We found a map with all the streets numbered there’s three all up 1, 2 and 3 and of course there’s streets in between (as you do) named 1.5 and 2.5 ….lol.
We decided to walk our lunch off walking along the river past the old French colonial shophouses, and the night food stalls, stopping for a short while beside the river to watch the world go by and a bloke with a boat load of goats.lol
We were reminded how small the world is when we said “Gidday” to a bloke and his wife across the street standing beside their car checking a lonely planet guide.He said “Gidday”back so we wondered across and had a chat. Ian and Tanya were from Mandurah just 30 kms from us, and where Michele used to work. Ian and Tanya had just driven 3 1/2 hours from Siem Reap over the potholed roads that he assured us got a whole lot worse the further they got out of town. He also told us of other trips where the roads and potholes had destroyed steering motors and rear axles and we were glad we didn’t own a car in this place. He asked about the ferry from Siem Reap and we told them about travelling up the river. We chatted for a while about accommodation wished them good luck and continued on our way stopping to buy a pineapple for 1,000 Riel or 25 cents (how cheap) before stopping again at the River Restaurant situated oddly enough overlooking the river.
We enjoyed a coffee and a mixed fruit shake for just USD $3, whilst watching two blokes catching fish using a cast net. It was interesting watching them casting the net and diving in to make sure nothing escaped. We took a few photos , left the restaurant and continued taking photos of the grand french colonial Post Office building and the statue across the road. Well tried to….. Until The pineapple ladies kids photo bombed our shots of the statue in the park and we cracked up laughing because they knew exactly what they were doing because they were holding poses. We waved goodbye to them, they returned to the pineapple stall and we checked out the Governors Mansion where a small army of gardeners were busy sweeping leaves off the grass underneath the trees. These trees must be the busiest trees in the whole of Cambodia because they’d dropped a ton of leaves and the trees were still full of leaves.The Governor ‘s Mansion was of course a grand old stately place, absolutely massive with huge Cambodian Lions out the front and a couple of big old cannons to top it off. The gates faced a short avenue with grand style but lead to a footbridge maybe to stop tanks from thundering across the river, through the front gate and into his front yard.

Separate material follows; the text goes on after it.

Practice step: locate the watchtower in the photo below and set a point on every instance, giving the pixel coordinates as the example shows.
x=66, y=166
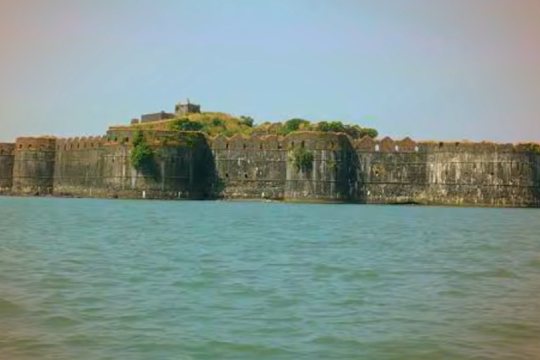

We wandered home and put our feet up to chill out in the aircon for the afternoon but its pretty hard to chill with some fool dragging furniture back and forth somewhere downstairs, all frikken afternoon.
Went to the Bamboo Train Cafe and Bar once again for tea and really enjoyed a nice spicy Green Chicken Curry washed down with a Mango Lassi while Michele had a sandwich with just about everything on it. I was surprised when it came out a sandwich filled with fresh ham, egg, lettuce, tomato, onion, cheese, red, green and yellow capsicum, a nice amount of mayonnaise so as to not overpower the other ingredients with a side of thinly cut home made chips. I was tempted to swap plates but a green chicken curry made “pep pep” is something I just can’t give away.lol
Walking home tonight we were glad to have packed our torch and head torch for the trip, well actually to avoid the trip.lol
Tomorrow we’re legging it to Phnom Penh by bus so up early. Safe travels everyone.